Lacan & Watercolor

Although I have played with several different art mediums throughout my life, I deliberately specialized in charcoal drawing, drawn to its appearance but also its elemental properties. As charcoal happens to be one of the most forgiving forms of creative styles, I have also subsequently intentionally avoided engaging with watercolor, which is quite antithetical in nature to charcoal. Challenging myself, I started experimenting with watercolor earlier this week, opening myself up to “playing” – whatever the results may be.

In this creative exploration of watercolor, Lacan’s idea of the split subject came to mind. In Lacanian Symbolic order, “the subject is split between conscious and unconscious domains created by the signifier and the law, language and culture, social roles, and norms” (Yalin-Gadot & Hadar, 2023, p. 37). In the Imaginary, however, the subject “exists as ‘ego’…a conscious self who is engaged in relations with specific, significant… others” (p. 37). The subject is also an organism, living in the Real: the part of existence that eludes all Imaginary and Symbolic representations. In brief, a subject is thought to be irreconcilably split apart from the organism: lacking a set identity.

Alluded to before, watercolor pigment is not very forgiving. Directed by the fluidity of water, it lends itself to an unpredictable flow on paper. Thus, channeled through delicate paintbrushes and painfully gentle strokes, I attempted to symbolize the objects and subjects around me. Perhaps needless to say, but the images that came to life in front of me were not the perfectly skilled ones I foresaw painting onto the paper. Despite best efforts, revealed instead was a clear tension in striving to live up to the Imaginary –felt in my longing to produce impressive watercolor images for others’ approval.

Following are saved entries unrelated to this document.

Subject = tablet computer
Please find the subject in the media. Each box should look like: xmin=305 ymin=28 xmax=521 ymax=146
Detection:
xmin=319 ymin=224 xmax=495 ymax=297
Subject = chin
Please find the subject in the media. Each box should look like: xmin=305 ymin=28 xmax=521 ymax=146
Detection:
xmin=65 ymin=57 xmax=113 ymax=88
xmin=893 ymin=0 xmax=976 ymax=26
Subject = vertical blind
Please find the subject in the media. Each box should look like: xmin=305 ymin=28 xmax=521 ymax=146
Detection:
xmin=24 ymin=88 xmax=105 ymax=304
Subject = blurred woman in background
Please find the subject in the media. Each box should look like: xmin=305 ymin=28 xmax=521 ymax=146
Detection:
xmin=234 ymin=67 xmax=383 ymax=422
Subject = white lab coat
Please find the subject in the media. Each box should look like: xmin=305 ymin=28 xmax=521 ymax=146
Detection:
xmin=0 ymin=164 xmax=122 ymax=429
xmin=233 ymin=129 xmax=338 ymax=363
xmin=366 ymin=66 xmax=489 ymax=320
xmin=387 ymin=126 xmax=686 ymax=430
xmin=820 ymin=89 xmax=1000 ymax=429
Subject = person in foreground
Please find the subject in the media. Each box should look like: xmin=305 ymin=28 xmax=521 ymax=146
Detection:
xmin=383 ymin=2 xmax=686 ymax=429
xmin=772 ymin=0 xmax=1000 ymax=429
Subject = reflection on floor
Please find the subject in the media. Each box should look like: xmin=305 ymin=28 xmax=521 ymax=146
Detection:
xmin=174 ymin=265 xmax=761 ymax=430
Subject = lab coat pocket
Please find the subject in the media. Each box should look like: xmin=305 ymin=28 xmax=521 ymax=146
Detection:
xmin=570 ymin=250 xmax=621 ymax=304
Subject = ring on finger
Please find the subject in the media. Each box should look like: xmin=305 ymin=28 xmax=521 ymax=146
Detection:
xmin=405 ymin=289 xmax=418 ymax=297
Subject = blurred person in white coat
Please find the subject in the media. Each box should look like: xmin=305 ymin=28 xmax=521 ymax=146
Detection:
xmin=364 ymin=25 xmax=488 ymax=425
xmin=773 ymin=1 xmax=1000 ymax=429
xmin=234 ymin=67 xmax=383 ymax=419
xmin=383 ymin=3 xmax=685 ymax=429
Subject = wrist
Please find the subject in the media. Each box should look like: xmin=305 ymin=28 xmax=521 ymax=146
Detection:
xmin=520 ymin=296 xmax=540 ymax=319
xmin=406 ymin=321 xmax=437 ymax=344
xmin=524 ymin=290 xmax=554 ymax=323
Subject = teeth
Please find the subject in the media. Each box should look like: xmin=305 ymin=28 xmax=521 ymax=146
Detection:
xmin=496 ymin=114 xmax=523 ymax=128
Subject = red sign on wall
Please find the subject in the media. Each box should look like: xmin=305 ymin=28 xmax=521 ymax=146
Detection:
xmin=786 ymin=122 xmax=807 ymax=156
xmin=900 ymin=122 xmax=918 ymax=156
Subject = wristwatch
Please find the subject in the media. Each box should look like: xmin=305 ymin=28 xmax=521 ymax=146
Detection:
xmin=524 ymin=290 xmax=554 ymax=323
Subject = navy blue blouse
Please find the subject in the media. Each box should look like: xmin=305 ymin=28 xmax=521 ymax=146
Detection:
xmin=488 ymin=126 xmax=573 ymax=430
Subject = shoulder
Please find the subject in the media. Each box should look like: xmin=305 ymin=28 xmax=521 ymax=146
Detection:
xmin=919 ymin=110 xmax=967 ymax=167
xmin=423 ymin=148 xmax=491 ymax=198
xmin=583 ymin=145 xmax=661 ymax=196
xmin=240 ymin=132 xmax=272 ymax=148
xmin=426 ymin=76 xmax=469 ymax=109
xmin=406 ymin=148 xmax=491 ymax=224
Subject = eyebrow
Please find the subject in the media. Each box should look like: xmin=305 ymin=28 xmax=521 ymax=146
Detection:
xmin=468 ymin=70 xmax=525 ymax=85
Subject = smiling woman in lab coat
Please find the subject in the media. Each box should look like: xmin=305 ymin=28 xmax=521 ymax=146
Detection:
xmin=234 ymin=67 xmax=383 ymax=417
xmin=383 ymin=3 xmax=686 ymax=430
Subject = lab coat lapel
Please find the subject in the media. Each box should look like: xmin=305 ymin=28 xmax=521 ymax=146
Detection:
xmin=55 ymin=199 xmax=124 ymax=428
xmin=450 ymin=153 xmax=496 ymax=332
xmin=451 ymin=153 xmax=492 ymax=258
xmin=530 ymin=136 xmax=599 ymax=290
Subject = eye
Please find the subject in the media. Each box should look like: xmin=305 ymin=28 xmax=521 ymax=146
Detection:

Overall, as the watery colors blended into one another, creating these rather unanticipated results, I became curious about what this could mean about the conscious and unconscious intentions I was bringing to the artwork – giving rise to what this might mean about the Symbolic domain. Overall, I wondered: “What might my unconscious be communicating with these random flows of color?” and, more fundamentally, “Who am I apart from ego?”

References

Yadlin-Gadot, S., & Hadar, U. (2023). Lacanian psychoanalysis: A contemporary introduction. London, England: Routledge.